Harig: Adam Scott. A veteran of seven International teams, Scott is tired of the losing. It's time he carried the team on his back.

Sobel: Branden Grace. Two years ago, Grace went 5-0 in an impressive individual performance. That success might not be sustainable, but expect continued strong play here.

Maguire: Jason Day. The Aussie went 0-5 in the 2015 Presidents Cup in South Korea and clearly wants to contribute more to the team. He's in solid form of late, posting three top-10s in his past five starts, and he's ready to take a larger leadership role inside the ropes this week.

U.S. breakout player

Harig: Justin Thomas. This is his first team competition for the United States as a pro, but does anyone expect him to act or play like a rookie?

Sobel: Daniel Berger. According to his teammates, nobody is more pumped to compete than Berger, who has the confidence and moxie necessary to succeed in match play.

Maguire: Kevin Kisner. PGA Tour watchers last week will have noticed that he "snuck" up to see his Georgia Bulldogs play on the Saturday night of the Tour Championship. This week, they'll see the competitive streak that will leave fans wondering how he hasn't been on one of these Cup teams before now.

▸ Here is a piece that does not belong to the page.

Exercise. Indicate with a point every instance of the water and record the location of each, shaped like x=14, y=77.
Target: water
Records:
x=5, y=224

International breakout player

Harig: Hideki Matsuyama. The Japanese star has struggled since the PGA Championship, but this is his third Presidents Cup and he's ready to be a force.

Sobel: Emiliano Grillo. None other than Spieth calls the Argentinian one of the world's best ball strikers. If he's on his game, he's going to be tough to beat.

Maguire: Grillo. When he stands on the first tee for his opening match, he might feel the nerves, but it won't be because the likes of Jordan Spieth or Justin Thomas are standing across from him. Grillo played with these major champions in his junior golf days, so he won't be intimidated by their presence.

U.S. team wins if ...

Harig: ... it does what is always does, which is never let up. The Americans have led after every session going back to 2005.

Sobel: ... everything goes according to plan, the three pods of foursomes all mesh well, and a few of its back-of-the-roster players step up when needed most.

Maguire: ... the top American players aren't burned out from a long FedEx Cup playoffs schedule and can play up to their world rankings. On paper, this should be a Team USA rout, but that's not always how these things play out.

International team wins if ...

Harig: ... it gets some strong performances from players near the bottom of the lineup, a regular sore spot. The team usually has its depth exposed, but if Emiliano Grillo, Adam Hadwin and Anirban Lahiri come through, then all of a sudden the matches take on a different look.

Sobel: ... the U.S. team (which had 11 players competing last week) looks tired and three-time captain Nick Price outmaneuvers American counterpart Steve Stricker with his strategic decisions.

Maguire: ... its last few automatic qualifiers, as well as the captain's picks, produce winning records. Each team expects its top-ranked players to pick up points, but it's often left to the lesser-known names who seal the deal for a victory.